What is a geosynchronous satellite?
A geostationary satellite is a satellite that orbits the earth and gradually repeats its orbit over certain points on the earth.
Geosynchronous networks are communication networks based on communication via geosynchronous satellites. Geosynchronous orbit is the most common type of orbit for a communications satellite.
The concept of a geostationary satellite for communication purposes was first published in 1928 by Herman Potocnik. The advantage of this type of satellite is that the receiving antennas can be fixed in place, which makes them cheaper than tracking antennas. These satellites have also revolutionized television broadcasting, global communications, and weather forecasting.
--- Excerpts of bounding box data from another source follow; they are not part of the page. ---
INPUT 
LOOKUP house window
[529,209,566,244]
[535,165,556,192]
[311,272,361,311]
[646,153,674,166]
When this orbit of the satellite is placed over the equator, the orbit is circular and the angular velocity is the same as that of the earth and the satellite is called a geostationary satellite. This satellite would be in both geostationary and geosynchronous orbits. The satellite is assigned to synchronization and appears to be stationary.
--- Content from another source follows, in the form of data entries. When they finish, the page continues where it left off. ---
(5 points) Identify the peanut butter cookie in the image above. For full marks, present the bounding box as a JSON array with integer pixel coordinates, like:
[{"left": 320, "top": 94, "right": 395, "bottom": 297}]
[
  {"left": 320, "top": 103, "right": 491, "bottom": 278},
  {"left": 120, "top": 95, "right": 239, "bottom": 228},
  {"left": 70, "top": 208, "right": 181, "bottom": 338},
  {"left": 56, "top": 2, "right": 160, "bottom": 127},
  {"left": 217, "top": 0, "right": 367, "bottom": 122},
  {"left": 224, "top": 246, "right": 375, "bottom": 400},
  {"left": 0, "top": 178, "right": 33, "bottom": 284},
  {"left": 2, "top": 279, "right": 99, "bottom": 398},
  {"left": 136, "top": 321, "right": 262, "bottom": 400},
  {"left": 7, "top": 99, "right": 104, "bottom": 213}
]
These satellites are located approximately 22,000 miles above the equator and orbit in the same direction as the earth rotates from west to east. At this altitude, the satellite needs 24 hours to orbit the earth.
When a geosynchronous satellite orbit is incorrectly aligned with the equator, the orbit is called an inclined orbit. These satellites appear to oscillate around a fixed point every day. As the angle between the orbit and the equator decreases, the magnitude of the oscillation becomes smaller. When the orbit is completely over the equator, the satellite remains stationary with respect to the earth's surface and the orbit is called geostationary orbit.
The majority of telecommunication satellites use geostationary orbit because the speed of telecommunication satellites is the same as the speed of rotation of the earth. Since they appear fixed in the sky, it is easy to point a satellite dish in a fixed direction and satellites can aim their telecommunications equipment at fixed points on the ground.